The intestinal oligopeptide transporter (cloned as Pept-1) has major roles in protein nutrition and drug therapy. A key unstudied question is whether expression of Pept-1 is hormonally regulated. In this experiment, we investigated whether insulin has such a role. We used a human intestinal cell monolayer (Caco-2) as the in vitro model of human small intestine and glycylglutamine (Gly-Gln) as the model substrate for Pept-1. Results showed that addition of insulin at a physiological concentration (5 nM) to incubation medium greatly stimulates Gly-Gln uptake by Caco-2 cells. This stimulation was blocked when genistein, an inhibitor of tyrosine kinase, was added to incubation medium.
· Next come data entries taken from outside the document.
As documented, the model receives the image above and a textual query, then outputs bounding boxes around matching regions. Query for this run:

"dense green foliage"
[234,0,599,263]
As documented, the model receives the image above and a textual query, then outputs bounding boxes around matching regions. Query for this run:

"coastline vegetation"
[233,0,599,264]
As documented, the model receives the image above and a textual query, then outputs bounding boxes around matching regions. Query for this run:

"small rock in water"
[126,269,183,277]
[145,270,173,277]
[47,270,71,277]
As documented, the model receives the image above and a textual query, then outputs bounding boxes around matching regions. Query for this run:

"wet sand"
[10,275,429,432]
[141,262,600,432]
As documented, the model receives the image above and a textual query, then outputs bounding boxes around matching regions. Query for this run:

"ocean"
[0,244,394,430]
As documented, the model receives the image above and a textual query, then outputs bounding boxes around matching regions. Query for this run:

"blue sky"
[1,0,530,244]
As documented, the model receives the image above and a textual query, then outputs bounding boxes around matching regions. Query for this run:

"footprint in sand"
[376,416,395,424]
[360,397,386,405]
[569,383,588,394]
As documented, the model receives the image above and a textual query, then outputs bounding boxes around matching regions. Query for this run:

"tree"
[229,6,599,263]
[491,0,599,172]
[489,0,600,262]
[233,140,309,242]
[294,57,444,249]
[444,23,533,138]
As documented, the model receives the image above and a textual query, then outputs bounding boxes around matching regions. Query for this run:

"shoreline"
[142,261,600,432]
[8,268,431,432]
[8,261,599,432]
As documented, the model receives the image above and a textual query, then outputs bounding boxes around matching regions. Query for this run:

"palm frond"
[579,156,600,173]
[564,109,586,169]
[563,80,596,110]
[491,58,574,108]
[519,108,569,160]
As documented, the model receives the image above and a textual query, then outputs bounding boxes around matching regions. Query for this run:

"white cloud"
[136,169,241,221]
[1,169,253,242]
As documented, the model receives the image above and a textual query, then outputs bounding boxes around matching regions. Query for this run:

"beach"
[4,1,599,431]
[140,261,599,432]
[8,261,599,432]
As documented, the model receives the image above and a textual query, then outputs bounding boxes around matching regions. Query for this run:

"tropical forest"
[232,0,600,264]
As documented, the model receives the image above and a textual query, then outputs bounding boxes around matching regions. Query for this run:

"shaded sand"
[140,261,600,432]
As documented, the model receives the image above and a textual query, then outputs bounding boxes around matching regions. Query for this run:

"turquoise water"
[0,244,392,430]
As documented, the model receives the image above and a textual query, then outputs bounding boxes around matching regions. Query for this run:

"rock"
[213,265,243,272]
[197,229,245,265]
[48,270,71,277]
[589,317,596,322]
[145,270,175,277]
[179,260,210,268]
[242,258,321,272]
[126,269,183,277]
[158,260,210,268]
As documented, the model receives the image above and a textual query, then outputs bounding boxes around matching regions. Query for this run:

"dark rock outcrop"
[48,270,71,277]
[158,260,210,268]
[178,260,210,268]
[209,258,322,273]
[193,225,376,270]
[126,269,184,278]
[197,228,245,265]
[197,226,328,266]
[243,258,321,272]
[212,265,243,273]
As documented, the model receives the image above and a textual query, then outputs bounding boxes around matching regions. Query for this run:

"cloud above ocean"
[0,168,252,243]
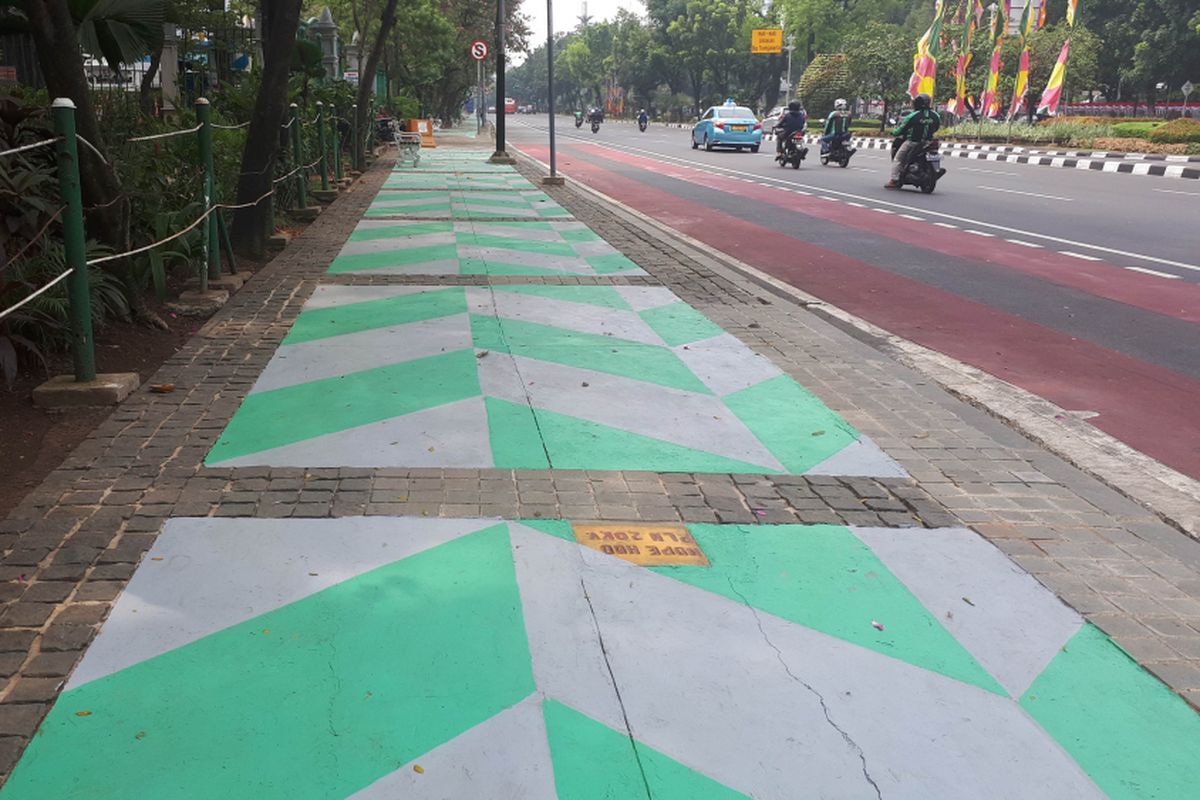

Studies of the mechanism of insulin stimulation showed the following. 1) Stimulation occurred promptly (30–60 min) after exposure to insulin. 2) There was no significant change in the Michaelis-Menten constant of Gly-Gln transport, but there was a nearly twofold increase in its maximal velocity. 3) Insulin effect persisted even when Golgi apparatus, which is involved in trafficking of newly synthesized Pept-1, was dismantled. 4) However, there was complete elimination of insulin effect by disruption of microtubules involved in trafficking of preformed Pept-1. 5) Finally, with insulin treatment, there was no change in Pept-1 gene expression, but the amount of Pept-1 protein in the apical membrane was increased. In conclusion, the results show that insulin, when it binds to its receptor, stimulates Gly-Gln uptake by Caco-2 cells by increasing the membrane population of Pept-1. The mechanism appears to be increased translocation of this transporter from a preformed cytoplasmic pool.